In the meantime, King County has not enforced any existing taxi or for-hire laws on Lyft, Sidecar or UberX drivers, said county spokesman Cameron Satterfield. Seattle hasn’t either.

Taxi and for-hire drivers have complained for more than a year that it’s unfair they should have to pay hundreds of dollars a year to be legally licensed, while drivers for TNCs don’t.

“These days, things move so quick it’s hard for laws and ordinances to keep up,” Satterfield said of businesses that use technology to informally share and sell things. “It’s a whole new world with these shared services ... and a lot of counties and cities across the country are trying to deal with it.”

Simpson said Lyft wants King County or, preferably, the whole state to eventually agree on one legal operating framework for TNCs. California did that last year, and now even cities like Los Angeles, which tried to shut down TNC operations, can’t.

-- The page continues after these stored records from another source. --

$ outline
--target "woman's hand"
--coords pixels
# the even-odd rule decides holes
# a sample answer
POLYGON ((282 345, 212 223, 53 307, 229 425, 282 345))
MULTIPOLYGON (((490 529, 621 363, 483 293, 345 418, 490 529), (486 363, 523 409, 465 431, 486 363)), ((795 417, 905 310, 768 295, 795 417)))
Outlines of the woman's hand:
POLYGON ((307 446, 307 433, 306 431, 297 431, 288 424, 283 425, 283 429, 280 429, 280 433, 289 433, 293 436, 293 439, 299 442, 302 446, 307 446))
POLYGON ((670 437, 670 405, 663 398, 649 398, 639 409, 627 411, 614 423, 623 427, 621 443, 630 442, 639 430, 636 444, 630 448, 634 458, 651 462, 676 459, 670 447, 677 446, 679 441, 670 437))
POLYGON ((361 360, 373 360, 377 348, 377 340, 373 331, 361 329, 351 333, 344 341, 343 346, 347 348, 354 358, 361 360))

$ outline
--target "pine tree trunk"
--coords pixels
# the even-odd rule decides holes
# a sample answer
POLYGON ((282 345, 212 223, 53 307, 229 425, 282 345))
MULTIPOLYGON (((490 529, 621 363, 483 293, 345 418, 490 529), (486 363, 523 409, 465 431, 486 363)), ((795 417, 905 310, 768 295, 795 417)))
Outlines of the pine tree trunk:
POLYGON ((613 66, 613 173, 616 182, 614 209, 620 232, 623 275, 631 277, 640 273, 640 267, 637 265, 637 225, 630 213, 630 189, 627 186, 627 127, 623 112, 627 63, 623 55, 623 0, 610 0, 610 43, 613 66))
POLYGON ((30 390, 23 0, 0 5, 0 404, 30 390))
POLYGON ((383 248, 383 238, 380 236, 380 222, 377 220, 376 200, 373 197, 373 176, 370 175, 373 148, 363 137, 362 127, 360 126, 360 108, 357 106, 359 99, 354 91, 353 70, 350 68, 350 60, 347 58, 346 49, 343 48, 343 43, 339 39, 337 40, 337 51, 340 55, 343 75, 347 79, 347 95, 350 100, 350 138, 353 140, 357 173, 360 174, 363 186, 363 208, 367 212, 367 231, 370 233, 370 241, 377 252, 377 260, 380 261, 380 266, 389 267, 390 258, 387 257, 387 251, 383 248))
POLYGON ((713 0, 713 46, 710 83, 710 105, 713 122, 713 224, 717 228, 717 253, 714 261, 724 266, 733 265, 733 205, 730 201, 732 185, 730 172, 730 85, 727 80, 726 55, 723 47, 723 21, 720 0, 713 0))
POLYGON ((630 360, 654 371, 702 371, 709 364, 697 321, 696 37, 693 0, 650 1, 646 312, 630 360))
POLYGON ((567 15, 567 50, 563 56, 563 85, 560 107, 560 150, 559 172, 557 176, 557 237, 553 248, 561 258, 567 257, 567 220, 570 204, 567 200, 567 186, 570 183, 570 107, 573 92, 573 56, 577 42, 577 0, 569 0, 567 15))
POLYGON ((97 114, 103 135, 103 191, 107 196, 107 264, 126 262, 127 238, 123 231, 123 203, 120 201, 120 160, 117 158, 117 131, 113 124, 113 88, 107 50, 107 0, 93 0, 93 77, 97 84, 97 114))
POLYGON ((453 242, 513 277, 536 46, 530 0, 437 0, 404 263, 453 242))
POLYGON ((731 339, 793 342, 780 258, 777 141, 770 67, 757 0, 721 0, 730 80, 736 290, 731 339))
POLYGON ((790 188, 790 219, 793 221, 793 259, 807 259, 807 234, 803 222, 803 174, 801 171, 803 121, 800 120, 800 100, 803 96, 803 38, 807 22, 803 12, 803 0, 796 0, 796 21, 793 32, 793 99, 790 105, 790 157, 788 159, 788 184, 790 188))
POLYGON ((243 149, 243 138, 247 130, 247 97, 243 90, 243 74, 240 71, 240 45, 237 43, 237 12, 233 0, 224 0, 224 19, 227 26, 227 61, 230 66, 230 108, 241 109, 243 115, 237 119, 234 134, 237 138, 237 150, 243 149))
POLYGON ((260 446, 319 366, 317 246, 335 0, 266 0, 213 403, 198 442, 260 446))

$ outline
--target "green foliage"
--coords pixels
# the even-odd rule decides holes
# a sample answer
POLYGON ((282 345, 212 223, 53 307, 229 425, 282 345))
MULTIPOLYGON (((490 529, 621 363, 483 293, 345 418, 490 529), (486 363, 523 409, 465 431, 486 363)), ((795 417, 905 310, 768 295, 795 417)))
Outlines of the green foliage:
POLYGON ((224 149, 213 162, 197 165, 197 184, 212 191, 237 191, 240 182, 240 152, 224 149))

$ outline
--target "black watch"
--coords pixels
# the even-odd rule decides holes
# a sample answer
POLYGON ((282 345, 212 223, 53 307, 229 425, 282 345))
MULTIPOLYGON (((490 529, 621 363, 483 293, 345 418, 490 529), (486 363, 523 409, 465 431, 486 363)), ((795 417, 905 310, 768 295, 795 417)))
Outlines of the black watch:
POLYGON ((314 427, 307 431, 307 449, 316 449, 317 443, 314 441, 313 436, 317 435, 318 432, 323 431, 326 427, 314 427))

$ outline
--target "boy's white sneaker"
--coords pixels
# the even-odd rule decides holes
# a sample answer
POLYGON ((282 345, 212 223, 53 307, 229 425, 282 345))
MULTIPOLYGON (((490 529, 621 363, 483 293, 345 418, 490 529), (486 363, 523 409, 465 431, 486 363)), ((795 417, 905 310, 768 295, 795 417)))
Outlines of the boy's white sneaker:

The regulations Seattle has proposed so far are much more restrictive than California’s. The draft rules would limit the number of drivers for each TNC to 100 and limit drivers’ car usage to 16 hours a week — restrictions that Lyft, Sidecar and UberX said would essentially shut down their operations in the city. Each of the companies aims to have hundreds of drivers to increase the availability and response time for each ride request.

The City Council’s taxi committee will meet at 2 p.m. Thursday in the City Council Chambers to publicly deliberate the new regulations, perhaps for the last time. The committee is expected to make a decision by its Feb. 14 meeting, then deliver the new rules to the full council for a vote by the end of February.

Satterfield said that after Seattle decides, King County will likely take months to figure out what to do next.

“The city of Seattle is a little bit ahead of us because that’s where these companies started, but we obviously both have an interest in them,” he said. “It’s likely that the county solution is going to look a lot similar if not the same as Seattle’s.”